Цель достигнута. Я добыл письма Дадли. Ренар не сможет использовать их против Елизаветы: доказательство, в котором он нуждается, в моих руках. Теперь остается только придумать какую-либо правдоподобную историю, чтобы он на время оставил меня в покое и я успел сообщить обо всем Елизавете и…

Я запнулся. Что, собственно, «и»? Обвинить ее во лжи? Потребовать ответа – почему она действовала так безрассудно, почему солгала мне, если знала, что замышляет Роберт? Или следует просто уничтожить письма и никогда, ни единым словом не упоминать о выведанном? О том, что Елизавета выступила против своей сестры, притворяясь при этом невиновной? Раздумывая над этим, я вдруг встрепенулся, потому что вспомнил слова, сказанные Елизаветой во время нашей встречи в конюшнях:

«А теперь выслушай и ты мое предостережение: если не оставишь этого дела, тебе тоже будет грозить смертельная опасность. Я не потерплю, чтобы ты и на этот раз рисковал ради меня жизнью. Как бы ты ни был предан мне, тебя эта война не касается».

Я замер посреди дороги. Елизавета предупреждала меня. Одержимый стремлением защитить ее, я не сумел понять истинный смысл предостережения. Тебя эта война не касается, сказала она, и она не шутила.

Она вошла в силки, расставленные Дадли, по собственной воле.

Вокруг меня тускнел дневной свет, удлинялись тени. Свернув на Тауэр-стрит, я принялся искать среди разрисованных дощечек, которые висели над дверями домов, вывеску «Грифона». Мимо меня спешили по своим делам горожане, закутанные по уши и охваченные желанием поскорее покончить с дневными заботами и вернуться домой, до того как ночь вступит в свои права. Все прохожие старательно обходили меня стороной. На их месте я поступал бы так же. Моя левая щека, судя по ощущениям, изрядно раздулась и начала ныть, висок был рассечен, и лицо наверняка украшало с полдесятка внушительных синяков. И все же бремя, тяготившее меня долгие годы, сегодня свалилось с плеч. Я победил в драке Роберта Дадли. Мне больше незачем было со страхом вспоминать прошлое, потому что на сей раз я отплатил Дадли той же монетой. Можно даже сказать, что расплатился с лихвой.

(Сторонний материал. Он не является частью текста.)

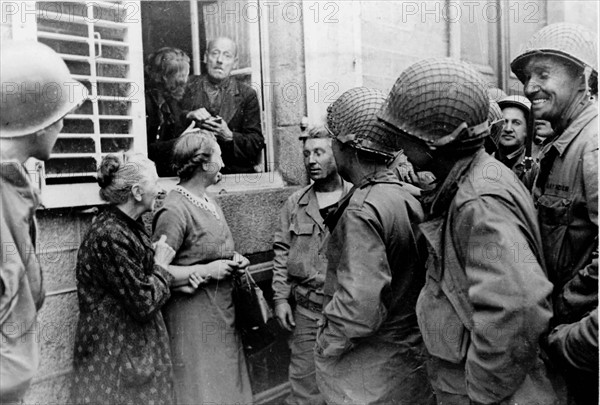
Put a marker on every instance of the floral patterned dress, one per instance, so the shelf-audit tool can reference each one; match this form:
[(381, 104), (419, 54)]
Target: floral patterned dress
[(122, 353)]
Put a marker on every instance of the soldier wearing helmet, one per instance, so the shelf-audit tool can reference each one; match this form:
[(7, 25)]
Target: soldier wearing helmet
[(369, 349), (37, 92), (298, 271), (559, 71), (513, 137), (485, 303)]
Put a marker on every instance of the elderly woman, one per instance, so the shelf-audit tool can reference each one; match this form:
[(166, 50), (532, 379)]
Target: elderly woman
[(167, 72), (208, 358), (122, 351)]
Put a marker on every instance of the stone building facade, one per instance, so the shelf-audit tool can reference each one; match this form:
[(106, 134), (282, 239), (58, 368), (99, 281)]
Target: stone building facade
[(309, 52)]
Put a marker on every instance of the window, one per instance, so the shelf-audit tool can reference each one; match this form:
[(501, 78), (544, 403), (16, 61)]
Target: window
[(103, 44), (188, 25)]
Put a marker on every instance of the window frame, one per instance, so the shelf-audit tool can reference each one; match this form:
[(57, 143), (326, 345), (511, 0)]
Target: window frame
[(86, 194)]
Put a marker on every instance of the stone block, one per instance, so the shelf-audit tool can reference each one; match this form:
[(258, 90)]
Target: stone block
[(253, 217), (58, 268), (57, 322), (289, 151), (50, 391)]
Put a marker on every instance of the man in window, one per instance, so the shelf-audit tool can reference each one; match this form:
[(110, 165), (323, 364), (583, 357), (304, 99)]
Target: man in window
[(299, 271), (33, 106), (167, 72), (559, 72), (227, 107)]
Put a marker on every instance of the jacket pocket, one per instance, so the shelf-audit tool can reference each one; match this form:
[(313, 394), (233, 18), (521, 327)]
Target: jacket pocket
[(302, 253), (554, 210), (555, 216), (444, 334)]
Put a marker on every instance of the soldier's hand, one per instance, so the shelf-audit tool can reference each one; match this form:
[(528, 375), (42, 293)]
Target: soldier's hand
[(283, 312)]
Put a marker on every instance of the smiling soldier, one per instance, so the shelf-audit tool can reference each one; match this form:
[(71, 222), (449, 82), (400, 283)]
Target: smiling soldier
[(559, 71), (299, 272)]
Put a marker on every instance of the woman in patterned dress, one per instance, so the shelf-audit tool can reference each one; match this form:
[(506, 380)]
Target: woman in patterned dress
[(208, 359), (122, 353)]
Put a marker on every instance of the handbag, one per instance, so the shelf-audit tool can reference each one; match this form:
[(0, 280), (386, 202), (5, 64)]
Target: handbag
[(252, 313)]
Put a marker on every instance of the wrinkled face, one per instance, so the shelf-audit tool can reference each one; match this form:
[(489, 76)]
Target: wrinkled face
[(220, 59), (44, 142), (150, 189), (543, 128), (341, 155), (214, 166), (318, 159), (175, 84), (550, 86), (514, 132)]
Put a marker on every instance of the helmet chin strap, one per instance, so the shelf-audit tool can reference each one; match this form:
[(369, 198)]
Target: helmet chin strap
[(470, 134)]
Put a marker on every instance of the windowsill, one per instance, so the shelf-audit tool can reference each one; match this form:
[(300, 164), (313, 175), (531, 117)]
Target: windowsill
[(236, 183), (86, 194)]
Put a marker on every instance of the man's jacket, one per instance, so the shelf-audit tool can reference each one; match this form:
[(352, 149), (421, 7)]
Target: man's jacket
[(23, 293), (240, 110), (486, 300)]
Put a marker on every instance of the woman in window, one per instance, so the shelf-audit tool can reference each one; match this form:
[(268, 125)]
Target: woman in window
[(208, 358), (122, 351)]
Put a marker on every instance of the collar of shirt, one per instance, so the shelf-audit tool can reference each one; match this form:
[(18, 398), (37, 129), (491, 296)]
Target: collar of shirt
[(14, 173)]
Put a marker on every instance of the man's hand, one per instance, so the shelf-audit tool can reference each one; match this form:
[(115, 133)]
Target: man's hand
[(283, 312), (199, 115), (219, 127)]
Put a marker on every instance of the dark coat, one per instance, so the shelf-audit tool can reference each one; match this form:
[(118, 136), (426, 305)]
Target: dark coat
[(122, 353), (241, 111), (164, 123)]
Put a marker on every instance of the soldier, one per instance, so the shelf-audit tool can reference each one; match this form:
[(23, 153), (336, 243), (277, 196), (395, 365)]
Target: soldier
[(485, 303), (369, 349), (559, 70), (512, 148), (37, 92), (299, 272)]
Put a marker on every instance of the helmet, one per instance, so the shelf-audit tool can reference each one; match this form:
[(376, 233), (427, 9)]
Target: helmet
[(496, 94), (352, 119), (37, 88), (440, 101), (572, 42), (516, 101)]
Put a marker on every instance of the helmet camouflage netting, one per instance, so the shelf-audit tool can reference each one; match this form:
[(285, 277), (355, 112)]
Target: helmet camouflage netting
[(571, 42), (352, 118), (440, 101)]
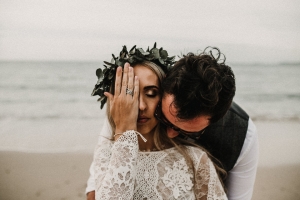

Я высмотрел впереди вывеску с чернокрылым грифоном. Протиснулся в дверь, топая сапогами, чтобы немного размять закоченевшие ноги. Чадный воздух таверны густо пропах жирной снедью, дешевым элем, дымом и свечной копотью, в ушах звенело от пронзительных и хриплых голосов, а еще здесь разливалось восхитительное тепло. Никогда в жизни я не был так счастлив оказаться среди самых обычных людей, поглощенных самыми обычными занятиями. Никто даже не глянул мне вслед, когда я протискивался мимо буфета, битком набитых кабинок и столов. Очевидно, подбитые глаза были примелькавшимся зрелищем в тавернах, располагавшихся по соседству с верфями, которые славились буйными драками и приречными игорными домами.

Скарклифф с видимым удовольствием развалился у дымного камина, вытянув перед собой ноги; на низком столике рядом с ним стояла кружка, в ногах пристроился потрепанный белый мастиф. Скарклифф сидел, уронив голову на грудь, и, казалось, крепко спал. Я заметил, что правый сапог у него с наращенной подошвой: вероятно, из-за какого-нибудь старого увечья одна его нога стала короче другой. Я подкрался ближе, зачарованный зрелищем отдыхающего великана, но когда между нами оставалось не больше десяти шагов, Скарклифф резко вскинулся и повернул голову ко мне с той же дьявольской точностью, которую проявил и прошлой ночью в борделе, – словно был способен учуять мое приближение.

Он уставился на меня единственным глазом.

– Благой Иисусе! – пробормотал он. – Вижу, ты времени зря не терял.

Помимо воли я расплылся в ухмылке, обнаружив, что необъяснимо рад видеть этого верзилу. Пускай он негодяй, пускай одинаково способен как всадить мне нож меж лопаток и сбросить труп в канаву, так и благополучно сопроводить меня в Уайтхолл – но, по крайней мере, негодяй, которого я могу понять, наемник, который отрабатывает свое жалованье, а не какой-нибудь вероломный вельможа с насквозь прогнившей душой.